My then husband called from his cellular telephone to say how the planes crashed into the Trade Center. He was a driver for a Long Island based metal and glass company and the business often took him to New York City to deliver their jobs. He said at first, he thought the sound he heard, a metal on metal very loud screech, was a subway car, possibly derailing, below the street. Then he looked up and saw smoke and it came to be understood that a plane crashed into the World Trade Center. He said he was okay and was told it would be best for him to just get home as there was so much chaos, it would be better to just have people leave downtown, if they could. He was home a few hours later, and shortly after he left, the roads were all closed into and out of New York City.
My teenage daughter called home from the high school trying to reach her father or any word from him after seeing the news on television at the school. I told her I’d just heard from him and he was okay and on his way home.

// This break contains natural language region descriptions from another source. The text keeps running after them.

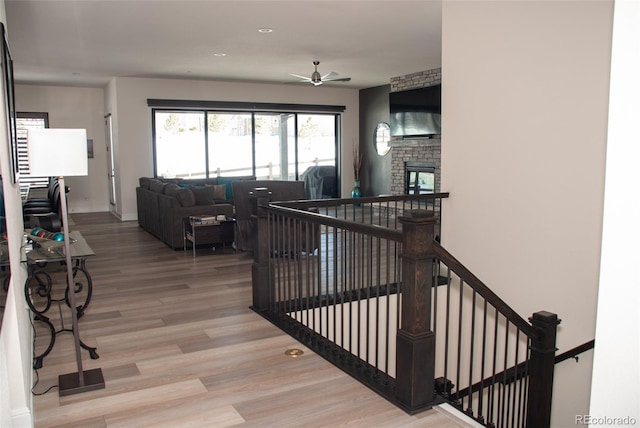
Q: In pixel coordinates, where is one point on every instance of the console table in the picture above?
(40, 290)
(207, 232)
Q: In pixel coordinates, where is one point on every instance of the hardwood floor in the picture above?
(179, 346)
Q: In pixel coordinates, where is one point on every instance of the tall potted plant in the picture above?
(357, 165)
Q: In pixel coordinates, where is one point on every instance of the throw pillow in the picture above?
(226, 181)
(145, 182)
(204, 195)
(171, 189)
(185, 197)
(219, 192)
(157, 186)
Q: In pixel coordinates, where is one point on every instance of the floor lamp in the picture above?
(60, 153)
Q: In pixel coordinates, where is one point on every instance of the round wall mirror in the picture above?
(382, 138)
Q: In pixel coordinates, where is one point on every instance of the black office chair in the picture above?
(44, 212)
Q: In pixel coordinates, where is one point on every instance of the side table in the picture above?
(208, 231)
(39, 287)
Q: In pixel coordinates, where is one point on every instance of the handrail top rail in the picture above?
(477, 285)
(371, 229)
(327, 202)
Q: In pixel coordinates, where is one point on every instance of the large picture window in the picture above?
(270, 145)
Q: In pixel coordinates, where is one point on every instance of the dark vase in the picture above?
(356, 193)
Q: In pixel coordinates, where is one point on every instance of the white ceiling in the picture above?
(87, 42)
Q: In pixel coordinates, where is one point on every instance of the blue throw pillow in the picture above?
(227, 181)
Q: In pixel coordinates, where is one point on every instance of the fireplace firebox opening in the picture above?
(419, 178)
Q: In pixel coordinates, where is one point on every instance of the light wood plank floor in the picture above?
(179, 346)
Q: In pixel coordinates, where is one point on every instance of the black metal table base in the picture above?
(38, 293)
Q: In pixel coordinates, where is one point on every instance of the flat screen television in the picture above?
(415, 112)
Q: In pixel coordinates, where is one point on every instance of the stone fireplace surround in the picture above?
(420, 149)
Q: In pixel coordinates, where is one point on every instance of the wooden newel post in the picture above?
(260, 268)
(415, 350)
(541, 366)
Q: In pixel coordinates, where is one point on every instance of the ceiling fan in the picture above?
(316, 79)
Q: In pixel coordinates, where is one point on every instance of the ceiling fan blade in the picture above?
(338, 79)
(305, 78)
(329, 76)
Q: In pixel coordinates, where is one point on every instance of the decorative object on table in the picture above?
(357, 165)
(382, 138)
(63, 152)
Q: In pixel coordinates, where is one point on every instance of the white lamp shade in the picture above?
(57, 152)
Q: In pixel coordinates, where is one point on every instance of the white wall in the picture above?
(615, 391)
(16, 401)
(525, 90)
(133, 128)
(70, 107)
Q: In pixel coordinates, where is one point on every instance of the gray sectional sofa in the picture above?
(163, 204)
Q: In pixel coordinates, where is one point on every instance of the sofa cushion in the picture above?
(157, 186)
(185, 197)
(228, 182)
(204, 195)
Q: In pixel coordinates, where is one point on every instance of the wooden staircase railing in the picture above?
(393, 308)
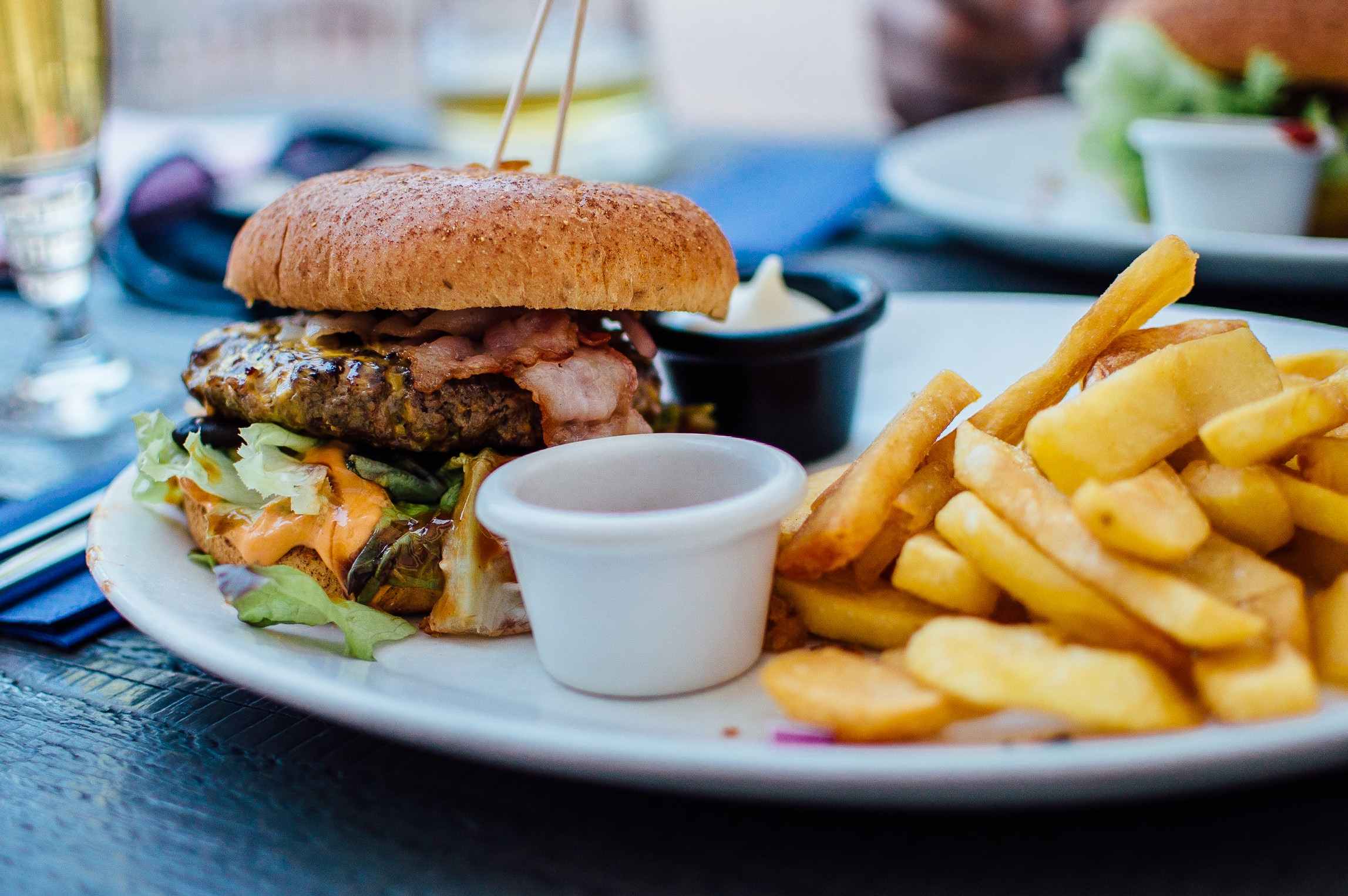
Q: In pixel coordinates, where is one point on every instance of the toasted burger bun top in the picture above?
(417, 238)
(1310, 37)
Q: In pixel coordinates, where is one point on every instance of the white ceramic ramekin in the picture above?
(645, 561)
(1231, 173)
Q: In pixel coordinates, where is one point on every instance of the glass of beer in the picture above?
(53, 73)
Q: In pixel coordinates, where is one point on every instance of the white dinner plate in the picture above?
(491, 700)
(1007, 177)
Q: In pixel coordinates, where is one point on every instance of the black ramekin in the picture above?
(794, 387)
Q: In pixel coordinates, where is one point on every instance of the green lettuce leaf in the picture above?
(405, 484)
(161, 460)
(1130, 70)
(274, 595)
(268, 464)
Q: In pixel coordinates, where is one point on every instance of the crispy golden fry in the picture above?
(1157, 278)
(1316, 366)
(882, 550)
(846, 522)
(1245, 580)
(939, 574)
(1324, 461)
(1192, 450)
(1295, 380)
(1044, 588)
(1243, 504)
(1134, 419)
(816, 486)
(1021, 666)
(1269, 429)
(879, 618)
(1139, 344)
(1315, 507)
(1249, 683)
(1315, 558)
(1330, 625)
(1150, 515)
(1007, 481)
(856, 697)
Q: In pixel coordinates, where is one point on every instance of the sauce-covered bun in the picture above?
(416, 238)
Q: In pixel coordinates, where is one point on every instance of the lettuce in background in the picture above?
(1130, 70)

My best friend Ronni is an insurance underwriter was working at the World Trade Center at the time. She lives in midtown and had taken the subway downtown as she did every day. On September 11, 2001, she saw things she never thought she’d see and did things she never thought she was capable of. Ronni was always level headed and strong in emergency situations and it certainly helped that day. She was in her office, she told me, and the window faced the first tower when she and some colleagues witnessed the first plane crash. Disbelief and horror overtook them all, and without too much ado, they realized, they better get out of there and let the others in their office know they should just get out. They left and Ronni helped panicking co-workers get down the stairs and out of the building. She told everyone to just leave, get out and go home! As if that first sighting of the plane crashing into the tower weren’t enough, she witnessed the second plane homing in on the other tower several minutes later. Then, what she told me bothered her more than anything else that frightful day, was the sight of people jumping out of the windows of the World Trade Center to avoid the fires. They were just jumping out of sheer fear and desperation. It was a scary, unforgettable sight that led to some nightmares in the future. However, she left that job for another in midtown eventually, as many did who had worked there. It was just too difficult to see that area again. She also said from a psychological point of view, that talking about it too much, as the media tends to do lately, was actually not good. People don’t get a chance to move on with their grief and horror if the story is constantly told over and over and over again. The repetitiveness of the stories in the media can often, to the victims and witnesses, can undermine the ordeal rather than help through it. So, she dealt with her feelings, was glad to reunite with her husband on that day and moved on. She and her husband had always had an emergency place they planned on meeting should anything happen, but she completely forgot about it. They did find each other though, and he found that his daughter, who was attending New York University at the time of the tragedy, was also okay, but terribly upset. Ronni rarely mentions the WTC attacks, her presence in the buildings, her assistance of others and the horrible sights she witnessed there. But she is okay.
I am thankful for my loved ones’ safe escape that awful day.